Like Red Velvet Cake, a few years ago, S’mores seemed to take on a new lease in life. Bars and restaurants had mini burners so that you could custom make s’mores as dessert or snack at your table. My mother bought a s’mores kit and a rotating marshmallow fork for toasting (really). I haven’t seen those things back again in the house, although I suspect that maybe one of the kits escaped and is lurking in the back of a refrigerator somewhere.
Then, when I was at Smorgasburg last year I came upon the table for S’more Bakery. They do several different combinations of marshmallows and cookies, bruléed to order if you want to feed your childhood-inspired craving on the spot or packaged up in take-away form so that you can make them at home, which in my case would mean toasting the marshmallows over the open flame of a gas stove rather than over smoldering charcoal. Each time I see them, I really, really want one, but I’ve just never been a die-hard, fanatical fan of s’mores, as many of them as I’ve had over the years.
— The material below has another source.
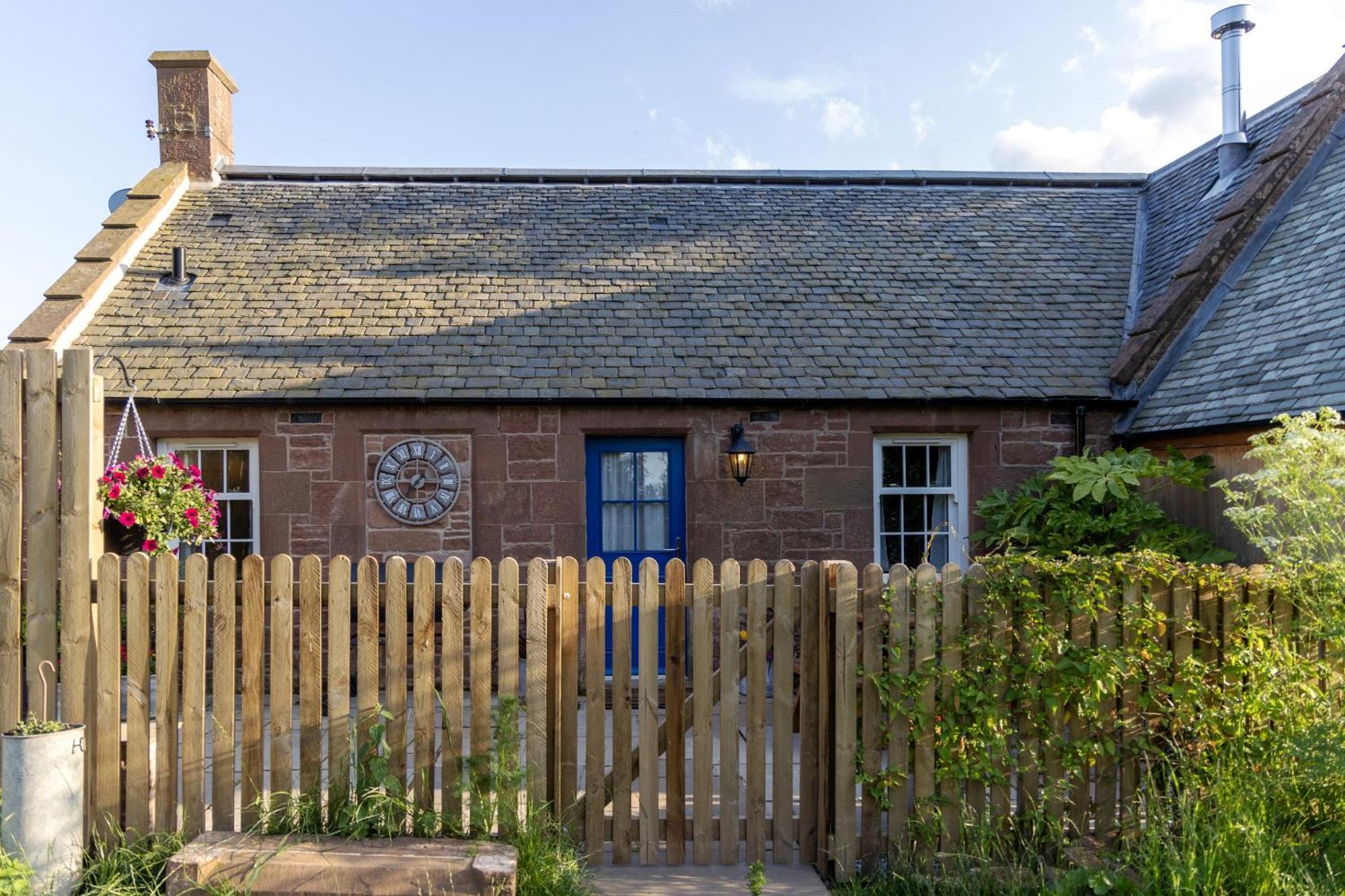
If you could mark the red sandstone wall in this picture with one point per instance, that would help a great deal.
(809, 498)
My faith in s’more-dom was restored however, at the Pie Party Live food blogger gathering last year. Nestled among the piles of fruit pies, tarts, empanadas (hand pies), British meat pies, quiches, and other pie-like creations, was a pie that had people raving about it. Allison Kave of First Prize Pies had worked her baking wizardry on the classic campfire treat and presented to everyone the S’mores Pie. For me, it was love at first bite.
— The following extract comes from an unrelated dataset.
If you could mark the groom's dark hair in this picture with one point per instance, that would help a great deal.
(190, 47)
Every taste that you remember from those childhood treats is there but somehow made better. Underneath the toasted top of the pie is a layer of gooey, melted marshmallow. Breaking through that browned layer reveals a rich, velvety chocolate interior all supported by a graham cracker crust. It’s sort of like s’mores grew up but still wants to keep a bit of that same impish spirit that made you try to get the younger campers to go on snipe hunts in the dark. These new entries to the s’mores family might not make me long for days swatting off blood-thirsty mosquitoes or fearing bumping into water moccasins or copperheads, but First Prize Pies‘ or S’more Bakery‘s confections would be fantastic ways to salute National S’mores Day.